2022-06-15 15:32:25

by Mauro Carvalho Chehab

[permalink] [raw]
Subject: [PATCH 1/6] drm/i915/gt: Ignore TLB invalidations on idle engines

From: Chris Wilson <[email protected]>

As an extension of the current skip TLB invalidations,
check if the device is powered down prior to any engine activity,

as, on such cases, all the TLBs were already invalidated, so an
explicit TLB invalidation is not needed.

This becomes more significant with GuC, as it can only do so when
the connection to the GuC is awake.

Fixes: 7938d61591d3 ("drm/i915: Flush TLBs before releasing backing store")

Signed-off-by: Chris Wilson <[email protected]>
Cc: Fei Yang <[email protected]>
Cc: Andi Shyti <[email protected]>
Cc: [email protected]
Acked-by: Thomas Hellström <[email protected]>
Signed-off-by: Mauro Carvalho Chehab <[email protected]>
---

See [PATCH 0/6] at: https://lore.kernel.org/all/[email protected]/

drivers/gpu/drm/i915/gem/i915_gem_pages.c | 10 +++++----
drivers/gpu/drm/i915/gt/intel_gt.c | 26 +++++++++++++++++------
drivers/gpu/drm/i915/gt/intel_gt_pm.h | 3 +++
3 files changed, 28 insertions(+), 11 deletions(-)

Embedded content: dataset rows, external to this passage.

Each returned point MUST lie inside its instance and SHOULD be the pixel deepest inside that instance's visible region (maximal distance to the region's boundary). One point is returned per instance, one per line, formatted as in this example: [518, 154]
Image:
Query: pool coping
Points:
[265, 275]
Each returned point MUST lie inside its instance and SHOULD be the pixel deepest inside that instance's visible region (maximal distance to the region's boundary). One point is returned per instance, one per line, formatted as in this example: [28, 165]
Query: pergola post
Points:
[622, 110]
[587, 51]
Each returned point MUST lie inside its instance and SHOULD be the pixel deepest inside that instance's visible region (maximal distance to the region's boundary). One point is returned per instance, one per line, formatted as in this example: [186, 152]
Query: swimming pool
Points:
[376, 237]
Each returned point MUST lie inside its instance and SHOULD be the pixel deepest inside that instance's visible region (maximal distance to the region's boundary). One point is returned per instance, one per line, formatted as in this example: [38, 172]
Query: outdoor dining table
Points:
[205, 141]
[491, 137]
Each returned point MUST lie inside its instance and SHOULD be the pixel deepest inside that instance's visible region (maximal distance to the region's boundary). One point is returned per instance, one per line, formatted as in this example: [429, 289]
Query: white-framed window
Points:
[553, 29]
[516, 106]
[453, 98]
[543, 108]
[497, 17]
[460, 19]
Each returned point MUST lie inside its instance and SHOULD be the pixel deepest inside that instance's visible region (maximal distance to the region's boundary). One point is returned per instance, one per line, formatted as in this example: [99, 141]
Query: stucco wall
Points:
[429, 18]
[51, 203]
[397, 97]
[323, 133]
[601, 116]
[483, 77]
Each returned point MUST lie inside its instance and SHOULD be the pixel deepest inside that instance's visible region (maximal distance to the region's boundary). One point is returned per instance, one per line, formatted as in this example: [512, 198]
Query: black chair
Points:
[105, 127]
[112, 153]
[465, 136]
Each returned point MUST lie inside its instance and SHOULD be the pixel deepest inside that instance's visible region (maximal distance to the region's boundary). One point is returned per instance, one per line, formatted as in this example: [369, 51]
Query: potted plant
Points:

diff --git a/drivers/gpu/drm/i915/gem/i915_gem_pages.c b/drivers/gpu/drm/i915/gem/i915_gem_pages.c
index 97c820eee115..6835279943df 100644
--- a/drivers/gpu/drm/i915/gem/i915_gem_pages.c
+++ b/drivers/gpu/drm/i915/gem/i915_gem_pages.c
@@ -6,14 +6,15 @@

#include <drm/drm_cache.h>

+#include "gt/intel_gt.h"
+#include "gt/intel_gt_pm.h"
+
#include "i915_drv.h"
#include "i915_gem_object.h"
#include "i915_scatterlist.h"
#include "i915_gem_lmem.h"
#include "i915_gem_mman.h"

-#include "gt/intel_gt.h"
-
void __i915_gem_object_set_pages(struct drm_i915_gem_object *obj,
struct sg_table *pages,
unsigned int sg_page_sizes)
@@ -217,10 +218,11 @@ __i915_gem_object_unset_pages(struct drm_i915_gem_object *obj)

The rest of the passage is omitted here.